One of the many consequences of students who feel little excitement or relevance to what they are learning is that they are not only less likely to attend, but also less sought after by employers of all shapes and sizes. It means that you can't find the right person to do it. With nearly 10 million job openings in the United States and only 11% of business leaders strongly agree that graduates are job-ready, we can't afford to let the crisis of educational dissatisfaction go unchecked. .
We have spent much of the past 30 years focused on improving students' standardized test scores, and we have made virtually no progress toward this goal. The most high-profile solution to improving schools in recent memory was “Common Core.” This took ten years to roll out, then faced repeal and backlash, with no tangible results. And as more emphasis is placed on “academic standards,” the real-world work experience of students, the lowest-performing generation in U.S. history, has been diminished. At the higher education level, less than a third of graduates complete work-integrated learning experiences (such as internships or semester-long projects) as part of their degree.
How can schools remain relevant when there is so little exposure to the real world of work? How do schools compete with the engaging and addictive content found in size media? How do schools stay current amidst the most rapidly changing technological and social changes in history? Unfortunately, there is no easy solution to the great dissatisfaction with education. But we can start by establishing new fundamental goals for education.
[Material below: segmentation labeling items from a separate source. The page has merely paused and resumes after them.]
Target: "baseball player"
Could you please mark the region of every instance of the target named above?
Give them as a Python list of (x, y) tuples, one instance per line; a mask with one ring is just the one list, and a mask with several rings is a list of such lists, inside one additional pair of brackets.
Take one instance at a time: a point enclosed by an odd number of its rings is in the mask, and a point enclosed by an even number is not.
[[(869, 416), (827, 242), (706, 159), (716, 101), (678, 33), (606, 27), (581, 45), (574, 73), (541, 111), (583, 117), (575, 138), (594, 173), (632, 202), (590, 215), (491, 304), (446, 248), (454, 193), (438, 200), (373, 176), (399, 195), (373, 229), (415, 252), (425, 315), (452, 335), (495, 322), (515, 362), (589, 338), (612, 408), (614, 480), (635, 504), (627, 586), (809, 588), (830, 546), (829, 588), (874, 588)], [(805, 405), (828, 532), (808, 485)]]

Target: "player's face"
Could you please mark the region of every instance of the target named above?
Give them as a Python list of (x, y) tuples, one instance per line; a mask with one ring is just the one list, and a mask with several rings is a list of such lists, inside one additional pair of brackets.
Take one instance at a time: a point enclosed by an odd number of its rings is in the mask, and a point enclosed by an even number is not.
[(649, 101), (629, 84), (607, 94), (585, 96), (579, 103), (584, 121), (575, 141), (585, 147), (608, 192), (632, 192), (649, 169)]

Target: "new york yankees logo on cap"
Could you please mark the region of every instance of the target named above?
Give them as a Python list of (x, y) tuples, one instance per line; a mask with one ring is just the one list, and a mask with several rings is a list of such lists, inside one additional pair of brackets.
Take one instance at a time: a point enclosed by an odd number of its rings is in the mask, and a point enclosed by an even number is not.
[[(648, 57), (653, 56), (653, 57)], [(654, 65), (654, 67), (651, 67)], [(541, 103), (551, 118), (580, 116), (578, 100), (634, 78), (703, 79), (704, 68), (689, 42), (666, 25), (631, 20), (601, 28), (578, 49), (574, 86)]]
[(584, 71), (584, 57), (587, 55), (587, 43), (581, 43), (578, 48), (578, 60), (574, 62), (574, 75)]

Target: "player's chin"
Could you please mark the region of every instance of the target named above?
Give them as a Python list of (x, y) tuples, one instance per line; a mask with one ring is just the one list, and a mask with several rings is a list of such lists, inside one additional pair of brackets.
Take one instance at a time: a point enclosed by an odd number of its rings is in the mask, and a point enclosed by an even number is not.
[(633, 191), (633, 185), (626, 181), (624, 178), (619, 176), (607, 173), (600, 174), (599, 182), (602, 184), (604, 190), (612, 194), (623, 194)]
Our goal is to make education more engaging and relevant. This sounds very simple. However, this has never been a stated goal of education policy reform in the past half century. If this is our driving goal, we will need to place greater emphasis on the art and science of teaching and learning, and on the integration of learning and work. And we will need a new “North Star” or metric to aim towards.
We have national laboratories for all kinds of important national priorities. But we don't have one for teaching and learning. Although the United States has two distinct departments, the Department of Education and the Department of Labor, none are designed to integrate learning and work. The average student in the United States takes 112 mandatory standardized tests throughout their K-12 education, but the national There is no exact scale.
Where there is a will, there is a way. And that will is developing amid growing dissatisfaction with American education.